SSAN

Introduction

This is the pytorch implementation of the SSAN model (see our AAAI2021 paper: Entity Structure Within and Throughout: Modeling Mention Dependencies for Document-Level Relation Extraction).
SSAN (Structured Self-Attention Network) is a novel extension of Transformer to effectively incorporate structural dependencies between input elements. And in the scenerio of document-level relation extraction, we consider the structure of entities. Specificly, we propose a transformation module, that produces attentive biases based on the structure prior so as to adaptively regularize the attention flow within and throughout the encoding stage. We achieve SOTA results on several document-level relation extraction tasks.
This implementation is adapted based on huggingface transformers, the key revision is how we extend the vanilla self-attention of Transformers, you can find the SSAN model details in ./model/modeling_bert.py#L267-L280. You can also find our paddlepaddle implementation in here.

Requirements

python3.6, pytorch==1.4.0, transformers==2.7.0
This implementation is tested on a single 32G V100 GPU with CUDA version=10.2 and Driver version=440.33.01.

Prepare Model and Dataset

Download pretrained models into ./pretrained_lm. For example, if you want to reproduce the results based on RoBERTa Base, you can download and keep the model files as:

    pretrained_lm
    └─── roberta_base
         ├── pytorch_model.bin
         ├── vocab.json
         ├── config.json
         └── merges.txt

Note that these files should correspond to huggingface transformers of version 2.7.0. Or the code will automatically download from s3 into your --cache_dir.

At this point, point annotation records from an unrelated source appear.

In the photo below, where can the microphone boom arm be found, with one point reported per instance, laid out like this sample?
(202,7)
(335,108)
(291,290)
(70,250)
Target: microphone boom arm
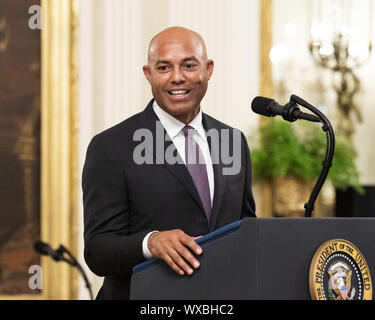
(327,162)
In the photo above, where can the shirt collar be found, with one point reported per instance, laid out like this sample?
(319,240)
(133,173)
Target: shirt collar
(174,126)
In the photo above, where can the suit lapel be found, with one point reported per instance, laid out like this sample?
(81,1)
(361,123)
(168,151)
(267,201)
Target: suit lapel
(179,171)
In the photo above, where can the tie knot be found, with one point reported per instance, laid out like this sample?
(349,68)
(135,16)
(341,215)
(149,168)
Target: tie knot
(186,130)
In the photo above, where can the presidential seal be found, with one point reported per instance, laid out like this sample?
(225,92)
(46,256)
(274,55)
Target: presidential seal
(339,271)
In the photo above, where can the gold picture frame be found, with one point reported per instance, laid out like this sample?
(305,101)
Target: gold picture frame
(59,135)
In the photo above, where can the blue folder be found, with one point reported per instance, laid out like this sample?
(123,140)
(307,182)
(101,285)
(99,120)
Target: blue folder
(201,241)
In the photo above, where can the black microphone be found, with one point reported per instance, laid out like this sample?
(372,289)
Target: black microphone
(290,112)
(45,249)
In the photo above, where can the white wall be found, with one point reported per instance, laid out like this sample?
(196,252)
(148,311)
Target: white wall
(301,72)
(114,35)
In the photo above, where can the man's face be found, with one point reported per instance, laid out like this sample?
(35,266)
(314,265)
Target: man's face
(178,72)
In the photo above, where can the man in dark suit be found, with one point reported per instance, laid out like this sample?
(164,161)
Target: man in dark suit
(138,202)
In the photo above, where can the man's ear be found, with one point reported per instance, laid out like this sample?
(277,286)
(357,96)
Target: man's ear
(147,72)
(210,68)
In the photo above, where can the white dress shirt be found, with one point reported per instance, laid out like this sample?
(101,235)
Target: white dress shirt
(173,128)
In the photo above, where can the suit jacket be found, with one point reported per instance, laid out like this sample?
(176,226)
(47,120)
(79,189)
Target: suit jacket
(123,201)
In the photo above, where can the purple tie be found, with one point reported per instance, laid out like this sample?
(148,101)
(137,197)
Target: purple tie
(197,168)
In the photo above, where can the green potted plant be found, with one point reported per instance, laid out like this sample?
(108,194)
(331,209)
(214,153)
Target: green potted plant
(290,157)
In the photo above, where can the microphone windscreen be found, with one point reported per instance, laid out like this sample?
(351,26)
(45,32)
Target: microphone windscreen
(260,104)
(41,247)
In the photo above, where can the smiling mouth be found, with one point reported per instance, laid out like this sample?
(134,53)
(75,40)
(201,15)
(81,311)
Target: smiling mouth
(179,93)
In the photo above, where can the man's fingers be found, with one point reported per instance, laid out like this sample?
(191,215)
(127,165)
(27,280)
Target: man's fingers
(180,262)
(173,265)
(189,242)
(186,254)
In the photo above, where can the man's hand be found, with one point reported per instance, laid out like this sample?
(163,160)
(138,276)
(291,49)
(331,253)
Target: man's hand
(173,247)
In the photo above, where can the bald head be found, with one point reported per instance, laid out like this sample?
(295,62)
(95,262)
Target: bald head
(178,71)
(176,35)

Download DocRED dataset into ./data, including train_annotated.json, dev.json and test.json.

Train

Choose your model and config the script:
Choose --model_type from [roberta, bert], choose --entity_structure from [none, decomp, biaffine]. For SciBERT, you should set --model_type as bert, and then add do_lower_case action.
Then run training script:

sh train.sh

checkpoints will be saved into ./checkpoints, and the best threshold for relation prediction will be searched on dev set and printed when evaluation.

Predict

Set --checkpoint and --predict_thresh then run script:

sh predict.sh

The result will be saved as ${checkpoint}/result.json.
You can compress and upload it to the official competition leaderboard at CodaLab.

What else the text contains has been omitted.